Far as managed languages, what do you mean by that is first question? If just memory-safe, then it will knock out lots of problems. Some are designed to reduce memory leaks, too. You generally have to look at each kind of vulnerability, look to see if language properties deal with it, and go from there. Now, many “managed” languages have huge runtimes and standard libraries written in unsafe languages like C: Java, .NET, PHP, and so on. Depending on design, they might also run with more privileges than a normal, native app due to default install being setup to run all kinds of applications with ease of use for developers. I don’t trust any of them for securely sandboxing things since their complexity, unsafety, and higher-than-average privilege has led hackers to target the crap out of them. In theory, a safer runtime can be done like the safety-critical runtimes for Java in embedded sector or the native-focused compilers for C# to do stuff like VerveOS. It could be done but is not done. So, I say go with one close to the metal that just makes common operations safe-by-default.

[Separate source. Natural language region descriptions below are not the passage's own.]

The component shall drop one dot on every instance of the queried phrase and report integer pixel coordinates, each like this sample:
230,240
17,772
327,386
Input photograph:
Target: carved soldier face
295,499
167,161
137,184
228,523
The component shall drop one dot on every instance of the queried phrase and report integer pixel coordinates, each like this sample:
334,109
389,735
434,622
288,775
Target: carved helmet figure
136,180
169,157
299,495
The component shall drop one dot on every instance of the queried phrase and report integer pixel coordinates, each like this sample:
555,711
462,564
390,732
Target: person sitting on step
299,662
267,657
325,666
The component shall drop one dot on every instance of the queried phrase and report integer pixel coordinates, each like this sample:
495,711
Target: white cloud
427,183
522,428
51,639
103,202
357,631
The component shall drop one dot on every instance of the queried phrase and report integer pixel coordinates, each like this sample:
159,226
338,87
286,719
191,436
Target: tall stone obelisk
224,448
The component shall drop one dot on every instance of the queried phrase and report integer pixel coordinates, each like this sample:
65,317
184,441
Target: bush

Far as performance hit, look for something similar to what you’d create in a language like Java, C#, Go, Python, and so on. If any of those are acceptable, then something like Ada, SafeD, Rust, or Nim should be able to handle it. Rust is unique where it can often, but not always, maintain high performance with its safety scheme. Hell, MirageOS is doing a unikernel and TLS in Ocaml for goodness sakes. Hardware is so fast it can cover a lot of the overhead for safe stuff these days. Then, worst case, you can always profile the safe code to identify areas where you can selectively disable safety features in fast-path after maybe using static analysis or something like SPARK to show a specific check isn’t needed. There’s lots of work in compiler research and program analysis to try to eliminate unnecessary checks. Some of the stuff for legacy C not designed for verification or safety has knocked penalties down from 3-10x slower (!!!) to 1.4-2x slower. Lots of progress.